Concubins séparés : l’occupation de l’ancien logement familial peut constituer une modalité d'exécution de la contribution à l’entretien et l’éducation des en

ajoutée le 10 Novembre 2011
La participation du parent à l’entretien et l’éducation de l’enfant  est le plus souvent sous forme financière, mais elle pouvait être exécutée pour les conjoints sous forme d’un droit d’usage et d’habitation.

Cette exécution en nature est, aujourd’hui, possible pour les concubins ou pacsés.

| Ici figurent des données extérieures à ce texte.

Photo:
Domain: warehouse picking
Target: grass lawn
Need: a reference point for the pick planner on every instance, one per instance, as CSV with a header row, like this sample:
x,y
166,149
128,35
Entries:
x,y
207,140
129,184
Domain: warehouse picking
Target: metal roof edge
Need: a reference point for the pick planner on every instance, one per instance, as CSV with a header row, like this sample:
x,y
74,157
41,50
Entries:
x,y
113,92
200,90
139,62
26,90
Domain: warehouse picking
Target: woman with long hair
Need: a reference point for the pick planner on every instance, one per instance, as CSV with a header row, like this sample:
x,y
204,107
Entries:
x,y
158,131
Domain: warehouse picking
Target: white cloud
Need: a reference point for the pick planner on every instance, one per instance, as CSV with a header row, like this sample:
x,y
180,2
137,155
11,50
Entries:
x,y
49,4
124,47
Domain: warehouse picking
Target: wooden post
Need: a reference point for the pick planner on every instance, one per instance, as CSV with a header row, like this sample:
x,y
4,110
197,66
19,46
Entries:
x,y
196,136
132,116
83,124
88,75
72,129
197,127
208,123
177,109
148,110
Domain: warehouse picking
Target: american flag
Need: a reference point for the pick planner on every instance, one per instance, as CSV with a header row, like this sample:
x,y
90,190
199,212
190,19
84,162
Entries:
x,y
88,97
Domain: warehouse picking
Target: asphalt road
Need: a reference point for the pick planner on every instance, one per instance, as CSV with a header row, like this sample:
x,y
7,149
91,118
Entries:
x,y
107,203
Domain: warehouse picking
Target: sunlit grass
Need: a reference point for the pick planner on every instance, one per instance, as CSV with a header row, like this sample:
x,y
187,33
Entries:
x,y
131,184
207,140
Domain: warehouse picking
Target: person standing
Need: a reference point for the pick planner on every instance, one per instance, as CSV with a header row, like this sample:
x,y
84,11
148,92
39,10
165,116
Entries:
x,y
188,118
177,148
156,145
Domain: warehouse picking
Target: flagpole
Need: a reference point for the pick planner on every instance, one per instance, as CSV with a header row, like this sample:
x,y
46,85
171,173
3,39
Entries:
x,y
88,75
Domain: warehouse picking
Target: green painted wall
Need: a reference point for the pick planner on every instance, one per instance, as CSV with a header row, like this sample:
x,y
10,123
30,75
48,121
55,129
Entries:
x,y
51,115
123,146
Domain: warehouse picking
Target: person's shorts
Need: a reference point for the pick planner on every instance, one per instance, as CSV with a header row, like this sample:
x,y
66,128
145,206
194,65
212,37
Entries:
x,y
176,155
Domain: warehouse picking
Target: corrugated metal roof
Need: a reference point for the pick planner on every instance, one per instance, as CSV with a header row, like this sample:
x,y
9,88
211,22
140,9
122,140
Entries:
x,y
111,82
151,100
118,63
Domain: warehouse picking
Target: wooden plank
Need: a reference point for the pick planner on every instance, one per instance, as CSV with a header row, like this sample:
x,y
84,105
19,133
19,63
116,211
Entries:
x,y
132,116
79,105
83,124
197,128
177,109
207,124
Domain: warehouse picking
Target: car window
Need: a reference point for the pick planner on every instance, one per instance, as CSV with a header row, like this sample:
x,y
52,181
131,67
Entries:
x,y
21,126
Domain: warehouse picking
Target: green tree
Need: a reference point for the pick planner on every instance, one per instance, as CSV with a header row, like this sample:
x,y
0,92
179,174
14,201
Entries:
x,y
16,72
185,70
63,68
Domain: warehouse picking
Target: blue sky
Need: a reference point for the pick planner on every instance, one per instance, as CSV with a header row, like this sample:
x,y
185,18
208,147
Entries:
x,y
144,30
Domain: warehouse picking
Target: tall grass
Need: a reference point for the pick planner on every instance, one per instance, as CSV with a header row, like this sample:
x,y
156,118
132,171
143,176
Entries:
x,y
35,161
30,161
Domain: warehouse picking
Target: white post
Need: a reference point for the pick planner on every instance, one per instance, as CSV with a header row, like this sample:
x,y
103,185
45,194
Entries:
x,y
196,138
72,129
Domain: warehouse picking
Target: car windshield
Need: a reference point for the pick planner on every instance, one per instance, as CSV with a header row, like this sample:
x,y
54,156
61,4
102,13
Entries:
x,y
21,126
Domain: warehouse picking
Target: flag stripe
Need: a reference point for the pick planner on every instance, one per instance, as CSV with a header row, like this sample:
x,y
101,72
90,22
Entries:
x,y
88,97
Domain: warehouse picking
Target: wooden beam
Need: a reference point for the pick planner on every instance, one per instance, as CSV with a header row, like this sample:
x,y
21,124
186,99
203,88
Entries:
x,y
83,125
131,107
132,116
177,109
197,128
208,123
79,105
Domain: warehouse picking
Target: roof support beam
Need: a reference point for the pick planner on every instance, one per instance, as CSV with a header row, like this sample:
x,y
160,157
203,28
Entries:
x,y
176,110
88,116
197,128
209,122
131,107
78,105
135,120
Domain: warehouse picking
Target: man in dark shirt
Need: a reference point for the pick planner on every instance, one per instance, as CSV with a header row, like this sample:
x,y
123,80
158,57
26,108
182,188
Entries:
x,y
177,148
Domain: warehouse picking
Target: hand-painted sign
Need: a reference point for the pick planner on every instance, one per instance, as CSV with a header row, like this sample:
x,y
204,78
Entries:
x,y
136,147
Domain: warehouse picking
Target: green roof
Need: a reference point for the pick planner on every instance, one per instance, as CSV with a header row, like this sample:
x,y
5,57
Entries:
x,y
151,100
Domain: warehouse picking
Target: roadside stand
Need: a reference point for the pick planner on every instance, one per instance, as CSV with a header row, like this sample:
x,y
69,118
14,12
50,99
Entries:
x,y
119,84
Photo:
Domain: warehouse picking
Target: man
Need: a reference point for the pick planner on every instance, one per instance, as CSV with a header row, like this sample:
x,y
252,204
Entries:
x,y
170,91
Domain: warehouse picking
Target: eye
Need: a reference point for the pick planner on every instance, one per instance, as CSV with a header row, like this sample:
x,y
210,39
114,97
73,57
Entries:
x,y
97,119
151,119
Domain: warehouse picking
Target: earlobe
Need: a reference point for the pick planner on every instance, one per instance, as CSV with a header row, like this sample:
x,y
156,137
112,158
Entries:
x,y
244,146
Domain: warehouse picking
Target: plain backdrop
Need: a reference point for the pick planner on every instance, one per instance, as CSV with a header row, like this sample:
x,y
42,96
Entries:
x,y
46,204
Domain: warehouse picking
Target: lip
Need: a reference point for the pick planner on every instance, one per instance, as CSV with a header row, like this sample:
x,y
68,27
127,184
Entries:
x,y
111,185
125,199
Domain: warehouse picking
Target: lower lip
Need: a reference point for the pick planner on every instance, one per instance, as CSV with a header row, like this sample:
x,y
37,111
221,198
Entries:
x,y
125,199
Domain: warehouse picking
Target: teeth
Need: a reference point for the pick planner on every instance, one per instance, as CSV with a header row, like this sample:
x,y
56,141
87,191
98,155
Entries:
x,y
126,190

En effet, par un arrêt en date du 6 juillet 2011 la Cour de Cassation considère que l’occupation gratuite de l’ancien logement familial par l’ex concubine et les enfants communs peut «  constituer une modalité d’exécution  par le père de son obligation de contribuer à leur entretien ».

L'interdiction d' une expertise génétique sur une personne décédée à des fins d'actions en matière de filiation est conforme à la Constitution

ajoutée le 04 Octobre 2011
Le législateur a limité les cas de recours à une expertise génétique à des fins de filiation, en fixant les cas dans lesquels l'identification d'une personne par ses empreintes génétiques peut être recherchée.

Le Code Civil dispose que :

«  L'identification d'une personne par ses empreintes génétiques ne peut être recherchée que :

1° Dans le cadre de mesures d'enquête ou d'instruction diligentées lors d'une procédure judiciaire ;
2° A des fins médicales ou de recherche scientifique ;
3° Aux fins d'établir, lorsqu'elle est inconnue, l'identité de personnes décédées.
En matière civile, cette identification ne peut être recherchée qu'en exécution d'une mesure d'instruction ordonnée par le juge saisi d'une action tendant soit à l'établissement ou la contestation d'un lien de filiation, soit à l'obtention ou la suppression de subsides.
Le consentement de l'intéressé doit être préalablement et expressément recueilli.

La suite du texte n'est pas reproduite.